Created 08-01-2016 09:20 PM
I'm building a nifi flow with the nifi GUI. As part of the flow I have series of flat files I'm ingesting, which contains lines that I don't want in my data flow. These lines all start with the hash/pound symbol #. Any ideas how to filter these lines out? I was thinking a routeoncontent processor, but I'm not sure how to make it filter out lines.
Created 08-01-2016 09:34 PM
Hi @Ed Prout,
If you don't care about having one FlowFile by line from your input file, I'd suggest you to use RouteText processor with a matching strategy 'starts with' and adding a custom property like 'prefix' with the value '#'. This will create a relationship 'prefix' with all lines starting with # (then you'll want to route the lines for relationship 'unmatched' if you want lines not starting with a #).
Hope this helps.
Created 08-01-2016 09:25 PM
@Ed Prout Take a look at the extractText processor here
How to use extract processor example is here
Additional here is another example to extract text using NiFi
Created 08-01-2016 09:26 PM
Split that text file by line using the SplitText processor first: https://nifi.apache.org/docs/nifi-docs/components/org.apache.nifi.processors.standard.SplitText/inde...

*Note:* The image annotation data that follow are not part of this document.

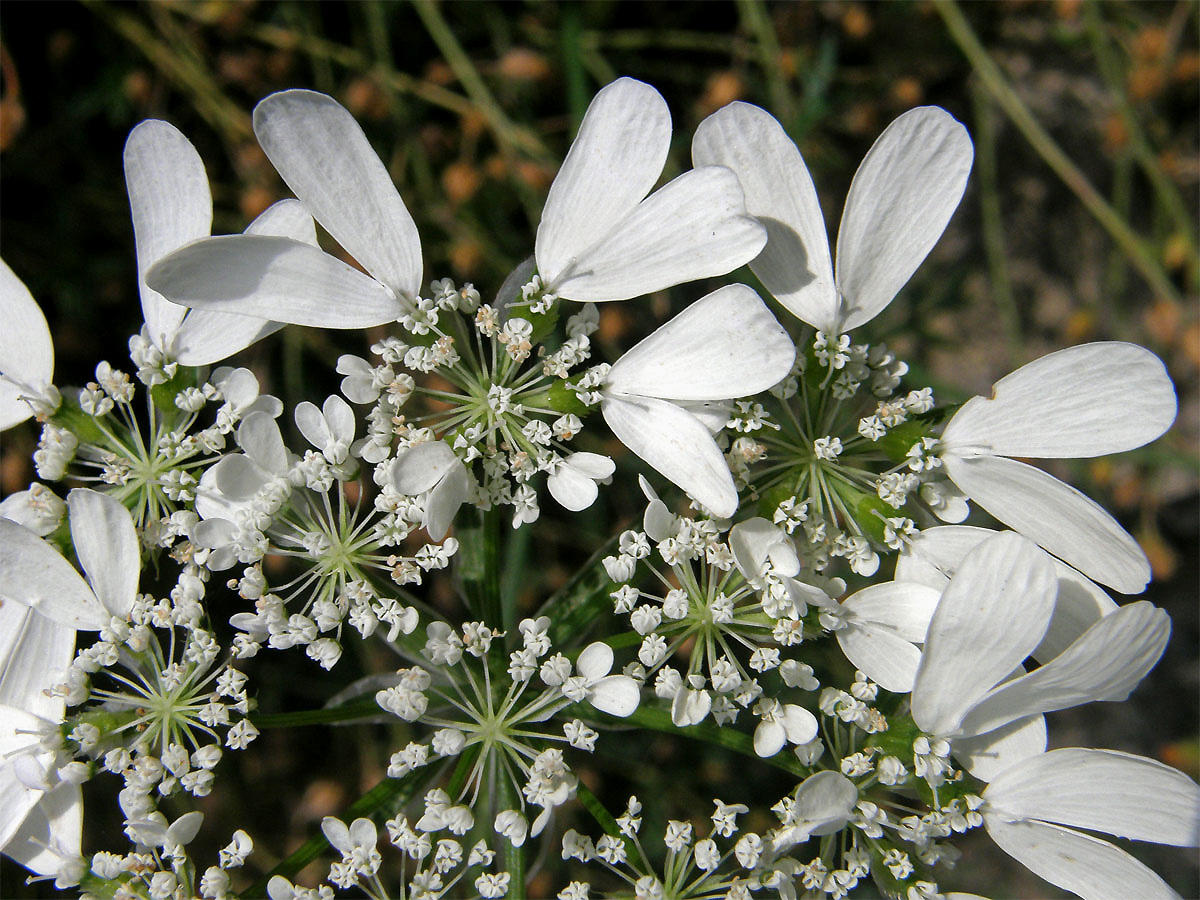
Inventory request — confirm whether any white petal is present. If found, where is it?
[984,748,1200,847]
[896,526,1117,662]
[985,816,1178,900]
[564,451,617,481]
[320,394,354,444]
[942,341,1176,458]
[4,781,83,875]
[145,234,400,328]
[170,310,283,366]
[788,769,858,836]
[320,816,354,853]
[244,200,319,247]
[254,90,421,301]
[836,107,974,330]
[912,532,1056,736]
[838,620,920,694]
[425,451,470,541]
[600,395,738,518]
[607,284,796,400]
[0,518,109,631]
[0,259,54,403]
[0,602,76,721]
[575,641,612,682]
[546,463,599,512]
[730,516,800,582]
[174,200,317,366]
[950,715,1046,781]
[588,676,642,719]
[962,600,1171,734]
[124,119,212,349]
[943,454,1150,594]
[534,78,671,286]
[842,581,942,643]
[547,166,767,302]
[782,703,818,744]
[295,400,329,450]
[238,413,292,475]
[391,440,458,494]
[67,487,142,618]
[754,719,787,758]
[691,102,840,332]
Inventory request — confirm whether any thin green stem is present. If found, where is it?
[934,0,1180,302]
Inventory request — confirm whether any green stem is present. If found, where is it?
[240,763,439,898]
[932,0,1180,302]
[250,694,382,730]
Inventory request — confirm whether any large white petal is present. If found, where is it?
[836,107,974,330]
[0,602,76,721]
[124,119,212,349]
[842,581,942,643]
[0,259,54,403]
[534,78,671,286]
[607,284,796,400]
[548,166,767,302]
[254,90,421,300]
[838,622,920,694]
[984,748,1200,847]
[0,518,110,631]
[942,341,1176,458]
[600,395,738,518]
[424,457,470,541]
[912,532,1056,736]
[588,676,642,719]
[4,781,83,876]
[546,454,612,512]
[788,769,858,836]
[896,526,1117,662]
[984,816,1178,900]
[943,454,1150,594]
[67,487,142,618]
[391,440,460,494]
[950,715,1046,781]
[691,102,840,331]
[145,234,400,328]
[962,600,1171,734]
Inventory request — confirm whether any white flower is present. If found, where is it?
[942,342,1176,594]
[601,284,796,517]
[0,600,83,876]
[0,259,60,431]
[912,532,1170,781]
[295,394,354,466]
[0,487,142,631]
[530,78,766,301]
[391,440,470,541]
[829,574,941,694]
[772,769,858,852]
[564,641,641,718]
[980,748,1200,900]
[691,103,973,335]
[124,119,317,366]
[146,90,421,328]
[546,452,617,512]
[897,526,1117,662]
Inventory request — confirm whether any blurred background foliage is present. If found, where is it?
[0,0,1200,896]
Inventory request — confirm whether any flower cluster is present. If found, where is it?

Then you can exclude the lines you don't using a basic regex.
Good example here: https://github.com/xmlking/nifi-examples/tree/master/split-route
Created 08-01-2016 09:34 PM
Hi @Ed Prout,
If you don't care about having one FlowFile by line from your input file, I'd suggest you to use RouteText processor with a matching strategy 'starts with' and adding a custom property like 'prefix' with the value '#'. This will create a relationship 'prefix' with all lines starting with # (then you'll want to route the lines for relationship 'unmatched' if you want lines not starting with a #).
Hope this helps.
Created 08-02-2016 08:54 PM
I went with your answer first Pierre, and it worked. Thanks!